Wednesday, January 20, 2016

Another Falcon Sea Landing Crash

A little bit of SpaceX humor written onto the landing barge off the Pacific coast. All pictures credit: SpaceX.
On Sunday Jan. 17, SpaceX launched a Falcon 9 rocket from its launch site at Vandenberg, California to place the Jason 3 satellite into orbit. This version of the Falcon was the last of the designated version 1.1 modifications, a stretched and re-engined Falcon 9. These versions have been flying since 2013. The next flights will be the Falcon 9FT, or "Full Thrust," which was most recently used in December 2015.
SpaceX launch site at Vandenberg AFB, California.
Last view of the Falcon 9 as it flies through low clouds.
Jason satellite program.
The Jason-3 satellite is a multi-program partnership between NOAA, NASA, EUMETSAT, and CNES. The multinational experiments will study sea surface topography, mainly sea surface levels. An additional experiment will study the radiation environment around the satellite.
Falcon slowing to touch down on the barge landing pad.
The Jason-3 spacecraft was successfully launched into orbit. Following separation, the Falcon 9 first stage descended slowly towards the recovery zone. Although SpaceX had made a totally awesome landing on a land recovery pad in December, Engineers were attempting to make the first successful sea landing on this attempt. Everything looked great right up to touchdown, when after landing one of the legs failed to lock in position, and the rocket toppled over onto the pad. Engineers suspect the heavy fog contributed to condensation which may have iced over and interfered with the lockdown.
Not successful at sea, yet.


FIrst EVA for the UK

British astronaut Tim Peake prepares to exit the ISS airlock. NASA pic.
On Friday, Jan. 15, astronauts Tim Kopra (USA) and Tim Peake (UK) took a spacewalk (EVA-35) to replace a Sequential Shunt Unit (SSU) which regulates electrical voltage from the Solar Arrays. It was the third EVA for Kopra, and the first for Peake. It was also a record as the first spacewalk for a British astronaut. There had been previous spacewalks by British astronauts when they worked for NASA, but this flight was the first time an astronaut representing the UK was performing an EVA.
Tim Peake enjoying the first British Spacewalk.
The replacement was scheduled to take place during one of the night portions of the station's orbit. Engineers did not want to risk removing the SSU during a sunlit period when the solar panels would be charged up and transmitting electricity. The astronauts moved out along the Truss and during a dark period changed out the failed unit with the spare SSU. They then moved back to the airlock area to prepare for using the rest of the EVA for some other minor tasks. 
Tim Peake moving along the side of the US Lab module.
Tim Kopra had completed the re-installation of a waste valve on Node 3 when he reported to NASA that he was experiencing a tiny amount of water leak in his helmet.
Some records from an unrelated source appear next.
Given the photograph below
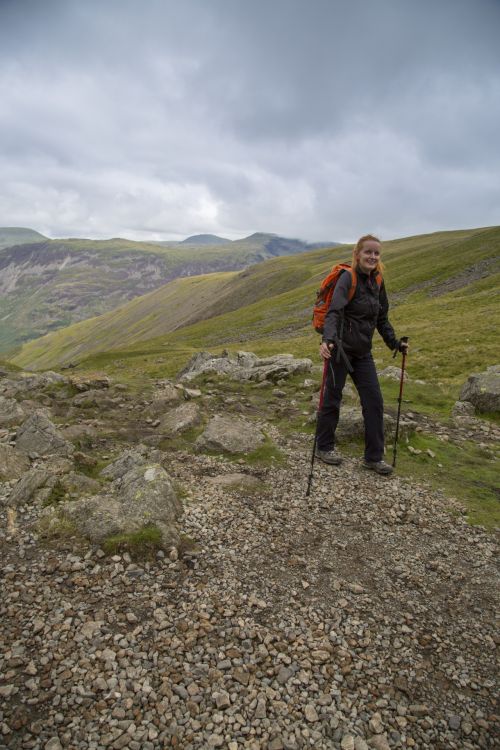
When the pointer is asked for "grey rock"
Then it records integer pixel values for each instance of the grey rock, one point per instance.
(463, 409)
(379, 742)
(94, 398)
(179, 420)
(11, 413)
(483, 390)
(394, 373)
(245, 366)
(26, 488)
(454, 722)
(39, 435)
(129, 460)
(230, 434)
(141, 498)
(13, 463)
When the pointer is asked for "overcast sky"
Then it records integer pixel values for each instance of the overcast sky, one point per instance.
(318, 119)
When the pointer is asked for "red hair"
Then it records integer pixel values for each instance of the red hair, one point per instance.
(359, 246)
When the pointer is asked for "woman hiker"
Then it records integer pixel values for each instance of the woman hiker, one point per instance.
(350, 325)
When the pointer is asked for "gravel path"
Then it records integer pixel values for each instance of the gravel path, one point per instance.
(360, 617)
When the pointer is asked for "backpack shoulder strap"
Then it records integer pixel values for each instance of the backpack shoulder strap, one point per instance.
(354, 281)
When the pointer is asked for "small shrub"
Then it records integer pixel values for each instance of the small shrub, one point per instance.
(140, 544)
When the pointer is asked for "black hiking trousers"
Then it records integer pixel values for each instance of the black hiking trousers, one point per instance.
(365, 379)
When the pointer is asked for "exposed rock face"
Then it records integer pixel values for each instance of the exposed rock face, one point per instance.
(13, 463)
(143, 497)
(25, 382)
(245, 366)
(165, 394)
(483, 390)
(90, 382)
(10, 412)
(27, 487)
(463, 409)
(180, 419)
(38, 435)
(130, 459)
(94, 397)
(230, 434)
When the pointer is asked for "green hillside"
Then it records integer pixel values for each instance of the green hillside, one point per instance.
(443, 288)
(18, 236)
(47, 286)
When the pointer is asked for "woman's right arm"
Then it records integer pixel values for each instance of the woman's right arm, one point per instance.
(339, 301)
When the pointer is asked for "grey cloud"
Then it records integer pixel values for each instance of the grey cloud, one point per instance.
(313, 119)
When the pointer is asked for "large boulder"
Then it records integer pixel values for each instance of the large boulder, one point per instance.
(179, 420)
(245, 366)
(142, 498)
(38, 435)
(164, 395)
(11, 412)
(483, 390)
(231, 435)
(94, 397)
(29, 486)
(13, 463)
(129, 459)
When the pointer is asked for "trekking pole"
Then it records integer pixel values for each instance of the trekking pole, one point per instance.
(404, 340)
(321, 393)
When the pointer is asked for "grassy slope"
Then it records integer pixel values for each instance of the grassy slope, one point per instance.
(451, 334)
(267, 309)
(18, 235)
(60, 282)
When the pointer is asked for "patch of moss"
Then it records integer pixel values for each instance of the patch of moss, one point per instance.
(140, 544)
(57, 495)
(265, 455)
(56, 527)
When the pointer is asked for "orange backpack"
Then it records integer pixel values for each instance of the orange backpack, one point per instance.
(325, 293)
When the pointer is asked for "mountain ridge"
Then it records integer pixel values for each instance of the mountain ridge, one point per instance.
(270, 305)
(51, 284)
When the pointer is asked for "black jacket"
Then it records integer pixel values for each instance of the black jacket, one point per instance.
(367, 310)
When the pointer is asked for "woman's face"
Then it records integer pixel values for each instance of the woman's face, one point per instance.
(369, 256)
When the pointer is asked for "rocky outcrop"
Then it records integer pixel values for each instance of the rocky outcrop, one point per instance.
(25, 382)
(245, 366)
(13, 463)
(39, 436)
(230, 435)
(483, 390)
(144, 497)
(11, 412)
(25, 491)
(179, 420)
(130, 459)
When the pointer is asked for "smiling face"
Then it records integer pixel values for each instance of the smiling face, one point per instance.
(368, 256)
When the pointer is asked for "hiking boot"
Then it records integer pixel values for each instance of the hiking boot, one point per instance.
(380, 467)
(328, 457)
Due to the experience astronaut Luca Parmitano had with a leaky water line that could have drowned him on EVA-23, ground Mission Control Director Royce Renfrew immediately cancelled the rest of the EVA and the two astronauts safely returned to the airlock. The leak in Kopra's helmet was not nearly as dangerous as the earlier incident, but no one was about to take any chances. No doubt the astronauts will be closely examining the problem and working with engineers to make repairs. The remaining tasks of this EVA will be left to another time.